Yuwei
Jiao,
Master’s
candidate
David
R.
Cheriton
School
of
Computer
Science
Sentiments and emotions play essential roles in small group interactions, especially in self-organized collaborative groups. Many people view emotions as universal constructs; however, cultural differences exist in some aspects of emotions. Understanding the features of emotion space in small group cultures provides essential insights into the dynamics of self-organized collaborations. However, due to the limit of carefully human annotated data, it is hard to describe emotional divergences across cultures.
In this thesis, we present a new approach to inspect cultural differences on the level of sentiments and compare subculture with the general social environment. We use Github, a collaborative software development network, as an example of self-organized subculture. First, we train word embeddings on large corpora and do embedding alignment using linear transformation method. Then we model finer-grained human emotions in the Evaluation-Potency-Activity (EPA) space and extend subculture EPA lexicon with two-dense-layered neural networks. Finally, we apply Long Short-Term Memory (LSTM) network to analyze the identities’ sentiments triggered by event-based sentences.

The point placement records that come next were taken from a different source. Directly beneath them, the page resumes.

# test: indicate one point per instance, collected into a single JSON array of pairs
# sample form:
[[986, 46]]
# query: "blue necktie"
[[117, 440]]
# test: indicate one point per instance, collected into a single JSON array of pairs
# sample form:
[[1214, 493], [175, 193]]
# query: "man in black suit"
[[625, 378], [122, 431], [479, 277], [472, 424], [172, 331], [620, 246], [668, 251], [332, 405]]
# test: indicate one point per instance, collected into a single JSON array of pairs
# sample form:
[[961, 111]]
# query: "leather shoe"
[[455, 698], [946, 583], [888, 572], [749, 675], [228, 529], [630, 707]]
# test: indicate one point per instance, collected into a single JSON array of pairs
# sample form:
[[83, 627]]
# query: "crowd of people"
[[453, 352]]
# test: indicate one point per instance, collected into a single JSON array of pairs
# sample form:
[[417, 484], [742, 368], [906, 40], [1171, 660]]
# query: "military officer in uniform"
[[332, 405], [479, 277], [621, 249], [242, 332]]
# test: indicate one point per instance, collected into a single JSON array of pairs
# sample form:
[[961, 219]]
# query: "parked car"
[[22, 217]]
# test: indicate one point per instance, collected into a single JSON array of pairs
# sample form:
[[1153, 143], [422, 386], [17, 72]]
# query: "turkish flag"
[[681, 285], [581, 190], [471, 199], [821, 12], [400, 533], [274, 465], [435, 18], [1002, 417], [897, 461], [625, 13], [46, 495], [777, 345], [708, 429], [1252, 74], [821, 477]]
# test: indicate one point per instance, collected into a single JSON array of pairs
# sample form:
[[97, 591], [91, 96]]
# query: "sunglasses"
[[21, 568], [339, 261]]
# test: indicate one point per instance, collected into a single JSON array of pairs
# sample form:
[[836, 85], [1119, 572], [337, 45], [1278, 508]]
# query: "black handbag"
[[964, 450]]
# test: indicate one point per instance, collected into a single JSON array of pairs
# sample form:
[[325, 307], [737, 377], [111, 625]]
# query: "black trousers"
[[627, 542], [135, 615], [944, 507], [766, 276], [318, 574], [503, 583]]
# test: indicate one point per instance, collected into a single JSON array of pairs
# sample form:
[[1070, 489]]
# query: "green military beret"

We evaluate the predicted EPA lexicon for Github community using a recently collected dataset, and the result proves our approach could capture subtle changes in affective dimensions. Moreover, our induced sentiment lexicon shows individuals from two environments have different understandings to emotion-related words and phrases but agree on nouns and adjectives. The sentiment features of “Github culture” could explain that people in self-organized groups tend to reduce personal emotions to improve group collaboration.